Summary: A copy of my end-of-year message to my lab and lab alumni, where I review the key events from 2023.

What an interesting and eventful year 2023 has been! You have all been such an important and fulfilling part of what we have done this year and have been the key drivers for the exciting things that are to come next year. While it seems like every year keeps going by faster and faster, due to both personal and professional changes mentioned below, I wanted to take some time to thank you all and reflect on what we have done this year. Working with you all is the highlight of most of my days that keeps this job interesting and fulfilling for me. There has been quite a bit going on since last year’s review and I hope to summarize and celebrate your achievements below, and thanks again for all of your efforts this past year!

The People

I enjoyed being able to get back into doing many more in-person events and meetups this year, which included three in-person lab retreats! Our January retreat during the cold winter months covered Career Planning and Time Management, followed by a board gaming session at Board and Brew (see group photo below!) and discussions from there led to the creation of our spring virtual invited speaker series on various industrial, academic, and government post-Ph.D. career paths.
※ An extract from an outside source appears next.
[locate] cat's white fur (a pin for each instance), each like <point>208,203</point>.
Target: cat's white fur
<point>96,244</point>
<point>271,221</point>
It was great to hear from so many guests, including various lab alumni (thank you Ceena, Dan, and David, plus all of our other non-alumni speakers). In May we had the chance to go kayaking on the Anacostia Rivier at Bladensburg waterfront park and have discussions around Oral Communication practices and lab norms and expectations. Finally, in October we got together to go hiking the perimeter trail of Greenbelt National Park and talked about how to construct research plans and proposals for different agencies. While we can do a lot of what we do remotely, it is still nice once in a while to get together as a group, get out of our usual scene, and experience something fun together.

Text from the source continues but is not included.